Former Belleville Catholic school business manager sentenced for embezzling funds

gavel in courtroom
gavel in courtroom Getty Images/iStockphoto

The former business manager who pleaded guilty to embezzling more than $150,000 from two Belleville Catholic grade schools was sentenced in federal court Thursday.

Michelle N. Miller, 45, of Freeburg admitted in a federal court for the Southern District of Illinois last November that she wrote checks and made excess salary payments to herself from accounts belonging to St. Teresa’s and St. Luke’s schools.

U.S. District Judge Staci M. Yandle sentenced Miller to 15 months in federal prison with two years of supervised release.

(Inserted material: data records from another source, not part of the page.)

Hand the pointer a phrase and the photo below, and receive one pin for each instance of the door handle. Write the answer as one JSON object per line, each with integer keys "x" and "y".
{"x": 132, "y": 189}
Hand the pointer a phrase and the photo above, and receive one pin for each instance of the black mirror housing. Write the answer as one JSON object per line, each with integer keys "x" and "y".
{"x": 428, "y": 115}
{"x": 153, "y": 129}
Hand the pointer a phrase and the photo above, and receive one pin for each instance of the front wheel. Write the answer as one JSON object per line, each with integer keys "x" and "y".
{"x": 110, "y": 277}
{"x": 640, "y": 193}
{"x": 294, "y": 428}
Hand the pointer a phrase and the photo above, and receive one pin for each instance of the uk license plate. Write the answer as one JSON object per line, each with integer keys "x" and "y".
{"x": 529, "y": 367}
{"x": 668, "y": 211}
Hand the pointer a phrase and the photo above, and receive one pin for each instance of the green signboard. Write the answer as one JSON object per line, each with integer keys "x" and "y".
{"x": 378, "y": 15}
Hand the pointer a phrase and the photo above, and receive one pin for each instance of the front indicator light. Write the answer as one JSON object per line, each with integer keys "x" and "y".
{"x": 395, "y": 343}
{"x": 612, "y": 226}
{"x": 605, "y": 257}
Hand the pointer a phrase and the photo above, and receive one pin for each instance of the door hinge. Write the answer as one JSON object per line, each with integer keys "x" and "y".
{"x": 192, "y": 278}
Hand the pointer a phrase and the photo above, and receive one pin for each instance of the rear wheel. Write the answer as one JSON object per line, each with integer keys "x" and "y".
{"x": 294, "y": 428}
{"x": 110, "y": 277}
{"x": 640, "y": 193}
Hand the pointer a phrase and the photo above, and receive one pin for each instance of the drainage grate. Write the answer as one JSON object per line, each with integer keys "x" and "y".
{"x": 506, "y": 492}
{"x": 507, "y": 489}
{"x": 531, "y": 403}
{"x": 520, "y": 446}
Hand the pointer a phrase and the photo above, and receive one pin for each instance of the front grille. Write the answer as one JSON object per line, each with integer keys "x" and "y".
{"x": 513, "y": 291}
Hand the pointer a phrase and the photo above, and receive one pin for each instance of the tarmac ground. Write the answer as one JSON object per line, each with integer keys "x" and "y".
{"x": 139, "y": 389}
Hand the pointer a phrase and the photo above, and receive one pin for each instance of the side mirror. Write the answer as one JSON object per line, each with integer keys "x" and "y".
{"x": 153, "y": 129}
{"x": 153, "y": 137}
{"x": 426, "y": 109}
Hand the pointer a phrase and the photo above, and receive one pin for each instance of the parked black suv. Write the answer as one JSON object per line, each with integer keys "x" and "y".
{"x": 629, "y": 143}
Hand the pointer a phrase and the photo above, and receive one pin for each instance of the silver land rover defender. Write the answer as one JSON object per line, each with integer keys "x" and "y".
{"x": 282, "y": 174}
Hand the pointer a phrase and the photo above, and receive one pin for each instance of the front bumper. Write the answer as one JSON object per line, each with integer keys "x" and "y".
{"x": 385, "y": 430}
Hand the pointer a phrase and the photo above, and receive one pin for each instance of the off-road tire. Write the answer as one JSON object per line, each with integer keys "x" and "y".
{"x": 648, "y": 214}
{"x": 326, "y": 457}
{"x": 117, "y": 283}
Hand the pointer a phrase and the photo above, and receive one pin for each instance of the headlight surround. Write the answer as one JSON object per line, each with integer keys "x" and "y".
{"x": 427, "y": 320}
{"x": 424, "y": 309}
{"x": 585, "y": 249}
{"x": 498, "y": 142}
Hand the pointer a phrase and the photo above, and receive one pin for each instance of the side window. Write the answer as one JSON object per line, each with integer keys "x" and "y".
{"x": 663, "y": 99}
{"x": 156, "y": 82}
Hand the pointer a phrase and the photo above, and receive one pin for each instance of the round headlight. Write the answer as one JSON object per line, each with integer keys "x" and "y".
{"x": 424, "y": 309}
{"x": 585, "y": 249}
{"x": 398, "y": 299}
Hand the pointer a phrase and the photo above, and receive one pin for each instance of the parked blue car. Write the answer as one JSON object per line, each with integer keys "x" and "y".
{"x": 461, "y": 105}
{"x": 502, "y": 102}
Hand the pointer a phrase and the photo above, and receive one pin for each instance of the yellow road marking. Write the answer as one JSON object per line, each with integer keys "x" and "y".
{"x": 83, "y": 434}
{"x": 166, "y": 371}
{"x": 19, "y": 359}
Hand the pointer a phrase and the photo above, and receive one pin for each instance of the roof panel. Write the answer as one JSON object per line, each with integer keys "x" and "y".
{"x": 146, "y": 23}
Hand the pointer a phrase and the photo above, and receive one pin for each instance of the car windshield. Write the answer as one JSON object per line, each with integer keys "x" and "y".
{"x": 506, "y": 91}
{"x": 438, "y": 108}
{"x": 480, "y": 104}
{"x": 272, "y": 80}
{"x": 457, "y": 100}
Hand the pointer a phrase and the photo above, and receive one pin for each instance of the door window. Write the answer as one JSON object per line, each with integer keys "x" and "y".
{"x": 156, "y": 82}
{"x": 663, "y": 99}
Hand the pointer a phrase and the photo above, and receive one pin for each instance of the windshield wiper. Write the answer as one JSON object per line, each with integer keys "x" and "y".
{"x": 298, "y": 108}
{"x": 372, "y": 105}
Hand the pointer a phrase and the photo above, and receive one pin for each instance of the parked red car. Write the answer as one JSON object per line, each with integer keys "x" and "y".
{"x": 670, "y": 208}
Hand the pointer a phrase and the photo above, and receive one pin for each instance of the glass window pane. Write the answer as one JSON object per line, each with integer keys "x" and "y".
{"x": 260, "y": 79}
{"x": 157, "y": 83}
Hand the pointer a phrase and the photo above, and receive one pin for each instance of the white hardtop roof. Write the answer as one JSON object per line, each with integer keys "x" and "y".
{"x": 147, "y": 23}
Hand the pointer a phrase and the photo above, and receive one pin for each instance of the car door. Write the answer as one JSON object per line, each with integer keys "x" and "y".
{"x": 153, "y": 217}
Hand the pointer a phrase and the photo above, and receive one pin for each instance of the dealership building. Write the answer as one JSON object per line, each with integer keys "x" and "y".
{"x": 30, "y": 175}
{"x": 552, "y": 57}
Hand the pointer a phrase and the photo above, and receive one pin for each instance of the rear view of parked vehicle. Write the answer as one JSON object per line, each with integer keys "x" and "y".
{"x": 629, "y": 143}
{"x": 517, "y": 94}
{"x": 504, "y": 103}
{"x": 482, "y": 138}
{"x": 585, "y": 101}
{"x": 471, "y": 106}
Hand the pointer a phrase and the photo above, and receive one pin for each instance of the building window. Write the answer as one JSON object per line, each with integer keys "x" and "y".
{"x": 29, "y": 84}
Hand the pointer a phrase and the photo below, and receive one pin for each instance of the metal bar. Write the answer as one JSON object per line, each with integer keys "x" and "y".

She also was ordered to pay back the schools the $153,940.38 she embezzled.

“Nonprofit organizations like St. Teresa’s and St. Luke’s provide vital services to our communities’ children and families,” said U.S. Attorney Rachelle Aud Crowe. “Criminal behavior targeting such organizations is unconscionable and even more so when it comes from within.

“Those who perpetrate it will be held to account.”

According to court records, Miller wrote checks to herself from a St. Teresa’s account at the Bank of Belleville totaling $36,493 from April of 2018 to November 2019. From September of 2017 to February 2020, the court records show, she wrote checks payable to herself for an additional $105,247.

She sometimes forged the signatures of the parish priests to commit the fraud. .

To conceal her fraud, Miller made false entries into the parish’s QuickBooks program, stating that the checks had been made payable to St. Teresa’s when they instead had been deposited into her personal bank account, according to court records.

Miller also wrote checks for petty cash totaling about $4,200 from both school accounts, then took the cash for herself.

Over 12 pay periods from August 2019 to February 2020, she received $8,000 in excess salary by making false or misleading adjustments into St. Teresa’s payroll system. In all, Miller admitted to taking $153,940.38 from the two parochial schools.

A bank fraud investigation was conducted by the U.S. Secret Service and the Belleville Police Department. The case was prosecuted by Assistant United States Attorney Peter T. Reed.